Body Criticism: It’s Turtles All The Way Down

Yesterday on Facebook, Krista Scott Dixon posted this:

Stump

She’s right: if you are otherwise free of pathology, there is nothing wrong with your body. This is a fitness industry-wide trap, to make you feel bad about your body as a means of motivation. Unfortunately it’s as big a trap as the one the Rebels encountered and far less entertaining.

It's a trap

The sort of self-talk that comes with this self-criticism is reactive in nature. Let me give you an example: if you decide, for some reason, that your deltoids are too small and “need” fixing before your physique is “perfect,” your goal is inherently about how imperfect you are and thus are in need of fixing. After you “fix” your deltoid size, you’ll find something else that is “wrong” and “needs fixing.” And you can do this forever, endlessly finding more and more that is wrong with you in the face of the recent “fix” you achieved, hence turtles all the way down. You may end up with a more beautiful body, but your journey there was on a wagon of self-loathing. In men, this is the root of the Adonis complex; in women, anorexia nervosa among others.

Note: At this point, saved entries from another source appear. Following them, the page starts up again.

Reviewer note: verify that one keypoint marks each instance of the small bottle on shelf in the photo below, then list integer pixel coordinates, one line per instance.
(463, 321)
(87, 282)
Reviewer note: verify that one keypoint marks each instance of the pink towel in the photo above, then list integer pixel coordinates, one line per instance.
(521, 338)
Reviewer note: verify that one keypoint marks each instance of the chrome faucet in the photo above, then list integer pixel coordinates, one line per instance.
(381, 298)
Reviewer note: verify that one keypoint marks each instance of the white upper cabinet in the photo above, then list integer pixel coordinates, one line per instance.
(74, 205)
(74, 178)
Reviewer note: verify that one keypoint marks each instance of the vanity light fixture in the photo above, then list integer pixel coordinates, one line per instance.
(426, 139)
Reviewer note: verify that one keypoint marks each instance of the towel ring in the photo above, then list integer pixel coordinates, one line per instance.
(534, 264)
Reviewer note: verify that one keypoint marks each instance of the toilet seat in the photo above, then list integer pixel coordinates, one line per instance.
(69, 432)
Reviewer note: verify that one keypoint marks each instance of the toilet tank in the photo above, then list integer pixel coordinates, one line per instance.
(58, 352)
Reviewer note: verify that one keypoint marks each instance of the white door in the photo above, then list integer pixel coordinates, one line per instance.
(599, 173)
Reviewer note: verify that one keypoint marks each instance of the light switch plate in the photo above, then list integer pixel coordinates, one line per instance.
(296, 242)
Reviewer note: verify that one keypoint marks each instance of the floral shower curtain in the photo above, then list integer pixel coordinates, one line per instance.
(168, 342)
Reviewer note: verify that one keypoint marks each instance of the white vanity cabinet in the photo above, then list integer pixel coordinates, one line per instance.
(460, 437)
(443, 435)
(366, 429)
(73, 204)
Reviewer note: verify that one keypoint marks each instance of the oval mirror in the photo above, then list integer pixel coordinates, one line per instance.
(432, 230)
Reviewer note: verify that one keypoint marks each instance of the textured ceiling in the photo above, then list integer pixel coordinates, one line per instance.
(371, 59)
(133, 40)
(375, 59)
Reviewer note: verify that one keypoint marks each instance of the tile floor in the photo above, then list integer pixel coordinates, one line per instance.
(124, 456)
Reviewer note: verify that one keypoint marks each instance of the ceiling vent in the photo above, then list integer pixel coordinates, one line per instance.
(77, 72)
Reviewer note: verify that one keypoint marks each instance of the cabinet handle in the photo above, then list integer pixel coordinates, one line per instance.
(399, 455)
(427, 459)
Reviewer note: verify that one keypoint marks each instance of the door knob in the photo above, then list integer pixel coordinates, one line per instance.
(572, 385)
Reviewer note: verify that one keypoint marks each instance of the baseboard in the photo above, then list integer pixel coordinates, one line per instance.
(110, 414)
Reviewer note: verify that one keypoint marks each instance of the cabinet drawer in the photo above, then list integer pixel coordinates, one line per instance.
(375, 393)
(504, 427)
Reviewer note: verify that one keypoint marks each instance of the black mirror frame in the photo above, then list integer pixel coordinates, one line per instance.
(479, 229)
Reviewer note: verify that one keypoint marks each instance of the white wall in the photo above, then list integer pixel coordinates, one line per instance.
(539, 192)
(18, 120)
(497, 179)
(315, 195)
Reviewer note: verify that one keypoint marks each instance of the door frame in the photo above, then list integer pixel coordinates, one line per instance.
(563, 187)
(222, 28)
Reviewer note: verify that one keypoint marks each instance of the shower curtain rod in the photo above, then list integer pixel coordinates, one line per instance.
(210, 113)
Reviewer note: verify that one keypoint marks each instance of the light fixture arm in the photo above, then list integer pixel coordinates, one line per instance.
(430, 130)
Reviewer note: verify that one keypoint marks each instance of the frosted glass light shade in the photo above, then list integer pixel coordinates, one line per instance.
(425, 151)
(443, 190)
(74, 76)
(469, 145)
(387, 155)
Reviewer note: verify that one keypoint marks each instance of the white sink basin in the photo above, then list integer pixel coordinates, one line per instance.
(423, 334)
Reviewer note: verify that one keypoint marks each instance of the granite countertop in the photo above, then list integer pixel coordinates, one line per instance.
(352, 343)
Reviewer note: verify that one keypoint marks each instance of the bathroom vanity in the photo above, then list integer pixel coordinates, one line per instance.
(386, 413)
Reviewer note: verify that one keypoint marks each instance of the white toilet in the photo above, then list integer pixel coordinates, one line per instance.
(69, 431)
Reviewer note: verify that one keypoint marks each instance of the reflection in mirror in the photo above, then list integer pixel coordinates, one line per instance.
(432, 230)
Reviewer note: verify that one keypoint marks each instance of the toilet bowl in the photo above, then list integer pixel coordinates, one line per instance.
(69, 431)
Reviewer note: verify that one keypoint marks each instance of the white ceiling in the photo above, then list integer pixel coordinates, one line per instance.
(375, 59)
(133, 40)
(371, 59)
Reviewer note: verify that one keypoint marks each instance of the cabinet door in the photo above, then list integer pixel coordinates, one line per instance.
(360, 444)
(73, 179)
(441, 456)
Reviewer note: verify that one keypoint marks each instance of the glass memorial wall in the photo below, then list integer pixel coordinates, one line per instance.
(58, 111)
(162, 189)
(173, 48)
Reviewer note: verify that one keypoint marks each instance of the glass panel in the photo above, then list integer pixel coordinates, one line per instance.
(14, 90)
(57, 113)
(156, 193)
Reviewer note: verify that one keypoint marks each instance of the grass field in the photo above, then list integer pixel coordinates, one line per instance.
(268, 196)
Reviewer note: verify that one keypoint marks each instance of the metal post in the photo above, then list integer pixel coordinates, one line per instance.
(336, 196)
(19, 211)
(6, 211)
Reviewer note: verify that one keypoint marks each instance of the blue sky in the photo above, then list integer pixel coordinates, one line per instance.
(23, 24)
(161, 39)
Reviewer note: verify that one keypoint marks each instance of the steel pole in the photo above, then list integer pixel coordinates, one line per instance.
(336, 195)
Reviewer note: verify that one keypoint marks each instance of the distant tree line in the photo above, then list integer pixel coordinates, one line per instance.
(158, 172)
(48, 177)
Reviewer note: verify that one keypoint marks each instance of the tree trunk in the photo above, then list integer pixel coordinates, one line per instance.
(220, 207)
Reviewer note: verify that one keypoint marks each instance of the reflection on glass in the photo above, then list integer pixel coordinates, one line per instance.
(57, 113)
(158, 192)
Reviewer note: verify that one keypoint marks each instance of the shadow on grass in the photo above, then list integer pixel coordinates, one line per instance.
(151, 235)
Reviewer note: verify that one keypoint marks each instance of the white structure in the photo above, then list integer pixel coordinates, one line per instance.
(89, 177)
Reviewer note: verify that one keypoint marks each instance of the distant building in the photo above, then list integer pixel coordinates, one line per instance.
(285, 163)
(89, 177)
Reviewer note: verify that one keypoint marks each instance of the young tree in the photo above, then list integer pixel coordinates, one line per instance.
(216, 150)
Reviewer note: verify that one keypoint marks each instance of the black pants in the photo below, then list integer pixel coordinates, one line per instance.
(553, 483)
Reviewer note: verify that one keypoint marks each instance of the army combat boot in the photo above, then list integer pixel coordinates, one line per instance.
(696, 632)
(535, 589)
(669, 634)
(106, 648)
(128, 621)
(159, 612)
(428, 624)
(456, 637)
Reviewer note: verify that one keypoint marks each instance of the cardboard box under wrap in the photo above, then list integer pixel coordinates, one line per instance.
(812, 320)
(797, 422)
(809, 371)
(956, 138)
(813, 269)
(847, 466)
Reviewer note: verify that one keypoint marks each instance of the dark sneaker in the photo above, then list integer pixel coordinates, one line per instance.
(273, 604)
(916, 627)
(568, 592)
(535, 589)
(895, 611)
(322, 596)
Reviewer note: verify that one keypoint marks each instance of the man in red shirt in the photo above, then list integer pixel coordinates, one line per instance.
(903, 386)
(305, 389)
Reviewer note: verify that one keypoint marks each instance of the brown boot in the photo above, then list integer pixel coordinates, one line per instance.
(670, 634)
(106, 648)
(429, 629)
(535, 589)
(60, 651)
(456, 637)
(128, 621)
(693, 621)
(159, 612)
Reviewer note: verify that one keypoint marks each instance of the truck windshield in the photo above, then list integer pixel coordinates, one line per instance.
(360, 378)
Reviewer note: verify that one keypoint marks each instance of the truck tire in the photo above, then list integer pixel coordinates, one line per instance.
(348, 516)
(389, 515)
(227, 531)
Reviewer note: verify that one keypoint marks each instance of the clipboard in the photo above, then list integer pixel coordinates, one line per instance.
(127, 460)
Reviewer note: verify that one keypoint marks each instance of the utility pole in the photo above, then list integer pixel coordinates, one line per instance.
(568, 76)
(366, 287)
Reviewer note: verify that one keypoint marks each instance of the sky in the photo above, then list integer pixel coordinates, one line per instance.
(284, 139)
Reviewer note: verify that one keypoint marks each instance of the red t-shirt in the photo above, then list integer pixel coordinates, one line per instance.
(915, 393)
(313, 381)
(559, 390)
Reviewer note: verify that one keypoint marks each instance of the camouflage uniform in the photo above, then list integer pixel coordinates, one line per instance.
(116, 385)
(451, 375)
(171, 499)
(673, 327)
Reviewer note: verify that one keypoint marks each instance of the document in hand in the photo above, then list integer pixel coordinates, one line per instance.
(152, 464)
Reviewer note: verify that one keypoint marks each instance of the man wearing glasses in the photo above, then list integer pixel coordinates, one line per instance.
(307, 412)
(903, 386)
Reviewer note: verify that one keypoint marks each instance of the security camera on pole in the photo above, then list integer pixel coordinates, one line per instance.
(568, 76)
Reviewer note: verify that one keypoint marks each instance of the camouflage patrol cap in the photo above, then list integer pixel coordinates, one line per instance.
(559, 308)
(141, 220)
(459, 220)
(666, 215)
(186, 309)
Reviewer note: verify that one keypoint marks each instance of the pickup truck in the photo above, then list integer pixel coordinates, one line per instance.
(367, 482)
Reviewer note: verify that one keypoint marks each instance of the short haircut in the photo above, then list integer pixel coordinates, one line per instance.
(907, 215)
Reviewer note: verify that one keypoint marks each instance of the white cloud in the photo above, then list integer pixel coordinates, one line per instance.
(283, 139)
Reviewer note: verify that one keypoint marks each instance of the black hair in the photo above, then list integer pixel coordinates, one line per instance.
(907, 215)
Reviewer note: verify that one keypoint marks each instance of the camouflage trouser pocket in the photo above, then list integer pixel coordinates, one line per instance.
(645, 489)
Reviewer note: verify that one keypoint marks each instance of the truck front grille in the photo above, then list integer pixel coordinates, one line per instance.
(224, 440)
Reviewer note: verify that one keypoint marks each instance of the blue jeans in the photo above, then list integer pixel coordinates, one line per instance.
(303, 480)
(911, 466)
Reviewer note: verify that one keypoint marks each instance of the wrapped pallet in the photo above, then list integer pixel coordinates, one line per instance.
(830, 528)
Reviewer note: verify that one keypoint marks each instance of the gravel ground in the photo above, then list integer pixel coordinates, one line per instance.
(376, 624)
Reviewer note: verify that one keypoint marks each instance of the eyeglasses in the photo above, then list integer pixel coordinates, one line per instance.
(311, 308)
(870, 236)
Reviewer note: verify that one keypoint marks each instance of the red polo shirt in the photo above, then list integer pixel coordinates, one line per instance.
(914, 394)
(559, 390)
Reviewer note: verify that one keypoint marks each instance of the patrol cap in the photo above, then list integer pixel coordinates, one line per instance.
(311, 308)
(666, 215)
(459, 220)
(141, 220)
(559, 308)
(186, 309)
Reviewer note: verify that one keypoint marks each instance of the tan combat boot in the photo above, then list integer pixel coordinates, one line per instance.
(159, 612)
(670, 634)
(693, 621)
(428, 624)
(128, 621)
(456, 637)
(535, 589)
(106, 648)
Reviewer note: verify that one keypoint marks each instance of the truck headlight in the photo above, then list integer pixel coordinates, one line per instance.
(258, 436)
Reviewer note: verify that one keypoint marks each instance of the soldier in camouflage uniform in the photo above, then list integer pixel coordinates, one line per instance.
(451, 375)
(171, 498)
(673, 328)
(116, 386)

Your body is exactly the way it is; nothing to be fixed. One way to realize it is to actually do things with it that you’ve not done before. This is a proactive framework, where you add to the foundation that is you, not chip away at it. You lift more, learn to handstand, juggle, or some other skill. You take up a sport, take up yoga, take up tai chi, explore everything that you body can do. You come to realize that you’re a pretty rad machine; look at all you can do! If you were “broken” you’d never actually be able to do these sorts of things. Your body may change as a result, but that’s a side effect of learning all of the cool stuff you can do.

In Health Education, there’s a lot of discussion about intrapersonal theories. How do you teach a person a set of skills that allows them to rationalize better health decisions over their lifetime? Now omitting that there are a host of others factors that are likely more important (e.g. interpersonal factors, community factors, cultural factors for instance), these theories identify where people are in how they think and some of them point to how they think and aim to modify these behaviors. One in particular that is relevant to this discussion is the Theory of Planned Behavior (TPB). The theory states that a person’s attitude toward behavior, subjective norms, and perceived behavioral control, together shape an individual’s behavioral intentions and behaviors. Especially in fitness, it often goes like this: behavior (“working out = punishment for cake”), subjective norms (“everyone is so much fitter/prettier/skinnier/harder working than me”), perceived behavioral control (“But I can fix me! I can control everything and look like that!”), together shape a person’s behavioral intentions (“I’ll find every flaw, and until I do, post myspace angle photos hiding that which I perceive as such”). I’m sure I don’t have to elaborate, but a negative affect from the start will only lead to misery.

Here’s a suggestion: find something you want to do with your body (not to your body), really work at getting better at it, and stand back and be amazed at how far you were able to get when you didn’t worry about what was wrong with your body, but how many great things your body can do. It’s astonishing.